If there is anything that we’ve learned in technology, it’s that there is never certainty about who will win and who will lose over time and with the advent of new game changing technologies and products. There were many “experts” who laughed at the possibility that Apple could ever surpass Microsoft or that Microsoft could surpass IBM. Where I grew up it seemed like there was DEC campus on every street corner and today there are none, zilch, zero.

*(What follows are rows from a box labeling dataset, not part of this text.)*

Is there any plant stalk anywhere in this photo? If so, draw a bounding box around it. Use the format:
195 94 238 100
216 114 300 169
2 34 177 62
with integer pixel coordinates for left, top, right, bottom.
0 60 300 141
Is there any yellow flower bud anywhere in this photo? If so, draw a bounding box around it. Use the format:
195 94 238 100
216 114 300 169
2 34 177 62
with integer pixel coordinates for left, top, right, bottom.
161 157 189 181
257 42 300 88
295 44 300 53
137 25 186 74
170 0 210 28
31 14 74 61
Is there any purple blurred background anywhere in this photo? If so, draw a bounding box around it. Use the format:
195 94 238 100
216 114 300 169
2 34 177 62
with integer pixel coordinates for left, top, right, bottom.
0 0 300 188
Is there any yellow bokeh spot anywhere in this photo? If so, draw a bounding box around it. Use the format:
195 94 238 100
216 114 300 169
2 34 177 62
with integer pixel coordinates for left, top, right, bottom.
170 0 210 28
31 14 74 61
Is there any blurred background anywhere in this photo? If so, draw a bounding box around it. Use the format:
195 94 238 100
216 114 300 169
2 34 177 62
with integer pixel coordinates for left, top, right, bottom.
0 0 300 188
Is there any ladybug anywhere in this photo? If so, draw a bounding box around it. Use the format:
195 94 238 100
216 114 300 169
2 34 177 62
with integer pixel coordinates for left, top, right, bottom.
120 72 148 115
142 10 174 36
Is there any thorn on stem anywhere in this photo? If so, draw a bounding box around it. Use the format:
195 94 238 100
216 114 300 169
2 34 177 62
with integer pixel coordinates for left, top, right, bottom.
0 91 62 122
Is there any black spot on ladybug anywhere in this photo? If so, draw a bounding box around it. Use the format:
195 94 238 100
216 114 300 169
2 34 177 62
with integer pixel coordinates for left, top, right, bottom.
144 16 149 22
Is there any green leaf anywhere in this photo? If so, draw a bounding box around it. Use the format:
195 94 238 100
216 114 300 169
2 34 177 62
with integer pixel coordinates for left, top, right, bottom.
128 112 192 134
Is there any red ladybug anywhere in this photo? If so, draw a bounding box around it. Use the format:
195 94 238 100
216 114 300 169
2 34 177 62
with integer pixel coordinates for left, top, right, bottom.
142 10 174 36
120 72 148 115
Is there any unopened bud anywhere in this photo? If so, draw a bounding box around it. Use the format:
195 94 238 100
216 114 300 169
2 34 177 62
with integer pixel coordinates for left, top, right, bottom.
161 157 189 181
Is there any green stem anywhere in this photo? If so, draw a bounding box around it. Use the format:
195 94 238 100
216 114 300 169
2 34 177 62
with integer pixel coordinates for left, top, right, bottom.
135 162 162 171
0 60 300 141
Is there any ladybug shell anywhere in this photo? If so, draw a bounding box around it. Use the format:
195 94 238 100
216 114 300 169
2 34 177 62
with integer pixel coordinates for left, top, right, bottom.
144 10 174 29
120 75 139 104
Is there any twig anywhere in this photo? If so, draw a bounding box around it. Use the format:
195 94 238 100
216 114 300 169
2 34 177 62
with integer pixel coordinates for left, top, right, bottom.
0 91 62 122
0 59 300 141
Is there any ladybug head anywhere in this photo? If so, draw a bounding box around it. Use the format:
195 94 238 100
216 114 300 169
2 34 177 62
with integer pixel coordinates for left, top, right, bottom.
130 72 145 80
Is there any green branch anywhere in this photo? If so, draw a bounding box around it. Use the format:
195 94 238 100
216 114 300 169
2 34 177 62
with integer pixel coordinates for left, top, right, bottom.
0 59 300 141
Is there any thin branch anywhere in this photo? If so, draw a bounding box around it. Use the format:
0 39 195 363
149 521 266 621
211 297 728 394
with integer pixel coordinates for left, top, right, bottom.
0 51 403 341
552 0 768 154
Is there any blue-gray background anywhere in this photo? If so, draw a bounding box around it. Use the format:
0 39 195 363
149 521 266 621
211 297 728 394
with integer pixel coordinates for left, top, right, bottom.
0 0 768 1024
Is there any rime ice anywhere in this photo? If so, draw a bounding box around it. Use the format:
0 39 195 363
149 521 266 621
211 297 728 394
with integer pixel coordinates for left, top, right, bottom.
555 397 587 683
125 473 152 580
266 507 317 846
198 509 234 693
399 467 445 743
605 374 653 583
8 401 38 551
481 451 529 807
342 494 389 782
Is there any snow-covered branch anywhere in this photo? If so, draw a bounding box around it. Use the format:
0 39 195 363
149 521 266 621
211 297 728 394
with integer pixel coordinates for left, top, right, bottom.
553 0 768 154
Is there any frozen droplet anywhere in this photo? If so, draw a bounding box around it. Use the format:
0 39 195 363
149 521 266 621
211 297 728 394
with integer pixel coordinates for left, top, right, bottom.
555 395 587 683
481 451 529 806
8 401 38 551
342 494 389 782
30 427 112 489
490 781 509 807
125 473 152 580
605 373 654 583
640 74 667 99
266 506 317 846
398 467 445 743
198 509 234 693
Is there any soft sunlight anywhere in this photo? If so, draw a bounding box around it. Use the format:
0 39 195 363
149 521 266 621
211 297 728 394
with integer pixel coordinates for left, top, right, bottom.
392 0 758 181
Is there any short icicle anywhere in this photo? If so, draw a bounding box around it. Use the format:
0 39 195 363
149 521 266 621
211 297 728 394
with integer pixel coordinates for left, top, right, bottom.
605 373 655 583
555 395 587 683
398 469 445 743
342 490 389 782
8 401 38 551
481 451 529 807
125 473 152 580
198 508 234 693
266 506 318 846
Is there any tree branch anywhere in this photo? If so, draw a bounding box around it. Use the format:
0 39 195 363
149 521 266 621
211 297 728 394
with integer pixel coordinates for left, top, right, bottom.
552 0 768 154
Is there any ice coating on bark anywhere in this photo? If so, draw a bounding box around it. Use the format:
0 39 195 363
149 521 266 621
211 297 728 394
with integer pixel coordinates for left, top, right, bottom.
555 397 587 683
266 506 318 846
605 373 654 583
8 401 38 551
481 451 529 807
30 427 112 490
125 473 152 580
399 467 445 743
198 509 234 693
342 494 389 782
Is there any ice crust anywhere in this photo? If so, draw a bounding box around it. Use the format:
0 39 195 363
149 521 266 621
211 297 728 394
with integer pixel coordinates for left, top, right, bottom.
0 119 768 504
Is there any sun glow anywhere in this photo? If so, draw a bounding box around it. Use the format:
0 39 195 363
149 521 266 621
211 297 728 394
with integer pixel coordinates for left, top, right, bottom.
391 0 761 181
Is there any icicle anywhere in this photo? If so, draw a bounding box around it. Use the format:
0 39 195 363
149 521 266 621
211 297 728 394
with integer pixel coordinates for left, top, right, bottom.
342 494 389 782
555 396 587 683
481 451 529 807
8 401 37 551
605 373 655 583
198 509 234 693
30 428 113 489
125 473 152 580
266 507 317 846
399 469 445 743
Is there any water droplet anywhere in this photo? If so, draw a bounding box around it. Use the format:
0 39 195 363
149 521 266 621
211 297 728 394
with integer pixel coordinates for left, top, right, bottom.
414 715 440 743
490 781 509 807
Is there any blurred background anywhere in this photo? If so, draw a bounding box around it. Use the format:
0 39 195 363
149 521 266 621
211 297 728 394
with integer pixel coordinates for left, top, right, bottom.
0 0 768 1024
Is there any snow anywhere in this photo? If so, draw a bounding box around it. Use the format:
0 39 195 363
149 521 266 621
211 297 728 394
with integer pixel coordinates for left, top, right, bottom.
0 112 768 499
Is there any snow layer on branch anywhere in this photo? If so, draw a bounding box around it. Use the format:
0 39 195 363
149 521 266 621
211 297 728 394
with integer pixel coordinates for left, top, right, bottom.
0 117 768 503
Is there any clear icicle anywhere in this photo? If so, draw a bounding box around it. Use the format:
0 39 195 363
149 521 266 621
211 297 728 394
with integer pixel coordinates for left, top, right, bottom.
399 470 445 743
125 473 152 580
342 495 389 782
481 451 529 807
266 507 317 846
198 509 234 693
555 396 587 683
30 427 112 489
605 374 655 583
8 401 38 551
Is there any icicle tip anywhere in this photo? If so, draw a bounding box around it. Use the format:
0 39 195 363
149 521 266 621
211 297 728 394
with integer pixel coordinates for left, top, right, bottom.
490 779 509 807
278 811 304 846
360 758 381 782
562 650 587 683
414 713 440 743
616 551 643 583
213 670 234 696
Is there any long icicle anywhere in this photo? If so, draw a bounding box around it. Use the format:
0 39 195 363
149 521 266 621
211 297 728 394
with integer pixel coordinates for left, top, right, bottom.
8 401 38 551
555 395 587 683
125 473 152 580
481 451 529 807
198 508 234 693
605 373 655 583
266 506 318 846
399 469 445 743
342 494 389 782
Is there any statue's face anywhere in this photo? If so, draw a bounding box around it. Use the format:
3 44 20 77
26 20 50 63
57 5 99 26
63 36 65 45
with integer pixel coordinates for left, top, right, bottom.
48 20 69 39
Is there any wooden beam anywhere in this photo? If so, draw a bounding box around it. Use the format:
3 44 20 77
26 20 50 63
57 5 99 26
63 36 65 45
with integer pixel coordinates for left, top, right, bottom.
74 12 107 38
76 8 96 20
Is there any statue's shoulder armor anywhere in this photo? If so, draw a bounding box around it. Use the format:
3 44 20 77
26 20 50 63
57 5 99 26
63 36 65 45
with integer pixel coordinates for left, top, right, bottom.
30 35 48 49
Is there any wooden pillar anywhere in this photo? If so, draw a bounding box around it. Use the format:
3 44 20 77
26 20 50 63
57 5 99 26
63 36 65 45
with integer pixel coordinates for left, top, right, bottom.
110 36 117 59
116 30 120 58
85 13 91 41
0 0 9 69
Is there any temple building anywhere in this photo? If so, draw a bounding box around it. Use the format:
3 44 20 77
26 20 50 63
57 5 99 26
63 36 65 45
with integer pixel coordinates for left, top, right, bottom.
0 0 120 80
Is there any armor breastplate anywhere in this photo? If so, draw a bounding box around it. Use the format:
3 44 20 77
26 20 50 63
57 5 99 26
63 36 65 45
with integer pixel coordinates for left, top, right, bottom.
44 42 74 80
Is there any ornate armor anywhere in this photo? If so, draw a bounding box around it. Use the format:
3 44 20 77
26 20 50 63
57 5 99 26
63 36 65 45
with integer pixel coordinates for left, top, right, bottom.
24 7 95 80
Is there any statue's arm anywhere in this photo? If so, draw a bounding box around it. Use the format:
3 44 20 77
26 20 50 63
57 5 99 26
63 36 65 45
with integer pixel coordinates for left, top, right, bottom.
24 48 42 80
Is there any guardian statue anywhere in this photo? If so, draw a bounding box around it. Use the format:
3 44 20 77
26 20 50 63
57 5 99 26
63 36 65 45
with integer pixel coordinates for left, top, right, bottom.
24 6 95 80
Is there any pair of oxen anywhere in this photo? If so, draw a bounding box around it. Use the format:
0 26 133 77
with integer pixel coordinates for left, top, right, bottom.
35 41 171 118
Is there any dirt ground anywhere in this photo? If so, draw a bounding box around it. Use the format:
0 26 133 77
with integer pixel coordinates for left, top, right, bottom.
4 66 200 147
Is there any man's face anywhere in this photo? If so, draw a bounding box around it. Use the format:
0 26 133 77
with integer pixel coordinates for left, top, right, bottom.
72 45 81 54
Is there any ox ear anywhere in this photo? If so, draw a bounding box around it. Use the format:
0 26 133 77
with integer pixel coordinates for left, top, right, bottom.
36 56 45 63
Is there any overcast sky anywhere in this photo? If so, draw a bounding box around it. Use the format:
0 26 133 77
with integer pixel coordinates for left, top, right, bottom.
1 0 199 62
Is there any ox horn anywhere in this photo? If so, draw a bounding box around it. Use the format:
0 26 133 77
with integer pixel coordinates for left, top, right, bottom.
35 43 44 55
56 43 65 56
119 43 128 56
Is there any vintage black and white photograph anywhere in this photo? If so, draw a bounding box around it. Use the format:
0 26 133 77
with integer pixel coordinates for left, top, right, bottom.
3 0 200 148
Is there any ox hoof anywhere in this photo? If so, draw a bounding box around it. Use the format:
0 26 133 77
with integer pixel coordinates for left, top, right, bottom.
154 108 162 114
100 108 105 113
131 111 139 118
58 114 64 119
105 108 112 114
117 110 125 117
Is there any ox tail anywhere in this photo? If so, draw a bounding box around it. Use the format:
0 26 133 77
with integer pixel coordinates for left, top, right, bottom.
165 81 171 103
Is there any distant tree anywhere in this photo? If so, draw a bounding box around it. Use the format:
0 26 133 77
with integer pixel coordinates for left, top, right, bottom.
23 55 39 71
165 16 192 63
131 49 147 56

Tim Cook made the right call to invest in Apple Silicon, but it was made in the reality of the time in which Apple needed to make a move to overcome the limitations that Intel imposed on Apple’s current product lines. But Tim Cook, and Tim Cook’s successor, are both highly successful business leaders who know how and when to make unemotional decisions that steer their business towards the best possible results. If Intel can come up with a chip, chipset, computational engine, or whatever we’ll call it when it arrives that is better and more cost effective than what Apple can produce internally, Apple will move to using those components.
I’d imagine there were more than a few PowerPC fans who scoffed at the possibility of Intel replacing their baby on the Mac.
Never say never.
Then there’s the problem of Intel mocking Apple’s move to its own silicon. Remember, though, that Samsung has a long history of mocking both Apple and its users yet Apple still does business with them. Business is business.